Oleh : Fathul Amin

Di sebuah kota besar yang gemerlap, hiduplah seorang pemuda bernama Hilal. Ia bukan orang kaya, bukan pula seseorang yang memiliki jabatan tinggi. Ia hanya seorang pekerja serabutan yang setiap hari berangkat pagi dan pulang menjelang malam. Namun, ada satu hal yang membedakan Hilal dari banyak orang di sekitarnya—ia selalu tersenyum dan terlihat bahagia.

Suatu hari, seorang teman bertanya kepadanya, “Hilal, bagaimana mungkin kau selalu terlihat bahagia, padahal hidupmu penuh keterbatasan? Kami yang memiliki gaji besar dan fasilitas mewah justru sering merasa stres dan tidak puas dengan apa yang telah kami dapatkan. Apa rahasianya?”

Hilal tersenyum dan menjawab, “Aku bersyukur dengan apa yang aku punya. Kebahagiaan tidak datang dari memiliki segalanya, tetapi dari menghargai apa yang ada.”

Jawaban sederhana itu menggugah banyak orang. Mereka yang terbiasa mengejar dunia tanpa henti, yang merasa kurang meskipun telah memiliki banyak hal, mulai menyadari bahwa kebahagiaan bukan soal memiliki lebih banyak, tetapi tentang menerima dengan hati yang lapang.

Di era modern ini, kita hidup dalam budaya yang menjadikan materi sebagai tolok ukur kebahagiaan. Media sosial menampilkan kehidupan yang tampaknya sempurna—mobil mewah, liburan ke luar negeri, rumah besar, dan segala bentuk kemewahan lainnya.

Kita pun tanpa sadar membandingkan diri sendiri dengan orang lain dan merasa hidup kita tidak cukup baik. Akibatnya, kita terus berlari mengejar sesuatu yang sebenarnya tidak memiliki ujung.

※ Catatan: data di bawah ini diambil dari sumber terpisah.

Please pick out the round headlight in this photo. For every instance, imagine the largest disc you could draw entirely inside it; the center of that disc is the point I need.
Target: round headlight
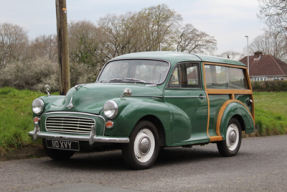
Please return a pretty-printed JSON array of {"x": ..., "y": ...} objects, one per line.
[
  {"x": 38, "y": 106},
  {"x": 110, "y": 109}
]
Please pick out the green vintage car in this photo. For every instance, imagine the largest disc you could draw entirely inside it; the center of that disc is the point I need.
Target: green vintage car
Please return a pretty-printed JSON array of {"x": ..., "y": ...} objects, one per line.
[{"x": 142, "y": 102}]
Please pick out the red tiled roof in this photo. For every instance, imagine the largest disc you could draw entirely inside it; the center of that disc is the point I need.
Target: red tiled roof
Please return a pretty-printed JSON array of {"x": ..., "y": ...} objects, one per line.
[{"x": 266, "y": 65}]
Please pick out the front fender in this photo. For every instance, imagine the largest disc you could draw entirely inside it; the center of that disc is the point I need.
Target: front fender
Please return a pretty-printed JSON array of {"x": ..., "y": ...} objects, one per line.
[
  {"x": 131, "y": 110},
  {"x": 235, "y": 107}
]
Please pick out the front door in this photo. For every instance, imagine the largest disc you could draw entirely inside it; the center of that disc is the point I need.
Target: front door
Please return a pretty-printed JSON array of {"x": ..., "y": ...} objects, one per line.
[{"x": 188, "y": 101}]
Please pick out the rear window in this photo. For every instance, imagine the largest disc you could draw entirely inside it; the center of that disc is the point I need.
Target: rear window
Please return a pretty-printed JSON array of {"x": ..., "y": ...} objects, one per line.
[{"x": 221, "y": 77}]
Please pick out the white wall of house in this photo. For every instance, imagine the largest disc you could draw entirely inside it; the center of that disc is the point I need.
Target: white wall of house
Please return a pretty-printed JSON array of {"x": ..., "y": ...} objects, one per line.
[{"x": 265, "y": 78}]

Namun, apakah benar kebahagiaan ada pada harta yang berlimpah? Banyak orang yang telah mencapai kesuksesan materi justru merasa kosong. Mereka memiliki segalanya, tetapi kehilangan makna dalam hidupnya. Inilah yang terjadi ketika kita melupakan rasa syukur.

Bersyukur adalah seni melihat segala sesuatu dari sudut pandang yang lebih luas. Ketika kita bersyukur, kita tidak hanya fokus pada apa yang kurang, tetapi juga menghargai apa yang sudah ada. Bahkan dalam keterbatasan, selalu ada nikmat yang bisa kita syukuri—kesehatan, keluarga, sahabat yang baik, atau sekadar udara segar yang kita hirup setiap hari.

Dalam Islam, Allah berfirman: “Sesungguhnya jika kamu bersyukur, niscaya Aku akan menambah (nikmat) kepadamu.” (QS. Ibrahim: 7). Ini menunjukkan bahwa bersyukur bukan hanya membuat kita lebih tenang, tetapi juga menjadi sebab bertambahnya kebaikan dalam hidup kita.

Menghargai Hal-Hal Kecil

Mulailah dengan mensyukuri hal-hal kecil seperti udara yang kita hirup, makanan yang kita makan, dan momen kebersamaan dengan orang-orang tercinta.

Tidak Mudah Membandingkan Diri dengan Orang Lain – Ingatlah bahwa setiap orang memiliki ujian dan rezeki masing-masing. Apa yang terlihat sempurna di luar, belum tentu membahagiakan di dalam.

Berbagi dengan Sesama – Salah satu cara terbaik untuk merasakan nikmatnya bersyukur adalah dengan berbagi. Ketika kita membantu orang lain, kita akan semakin sadar betapa banyaknya nikmat yang telah kita terima.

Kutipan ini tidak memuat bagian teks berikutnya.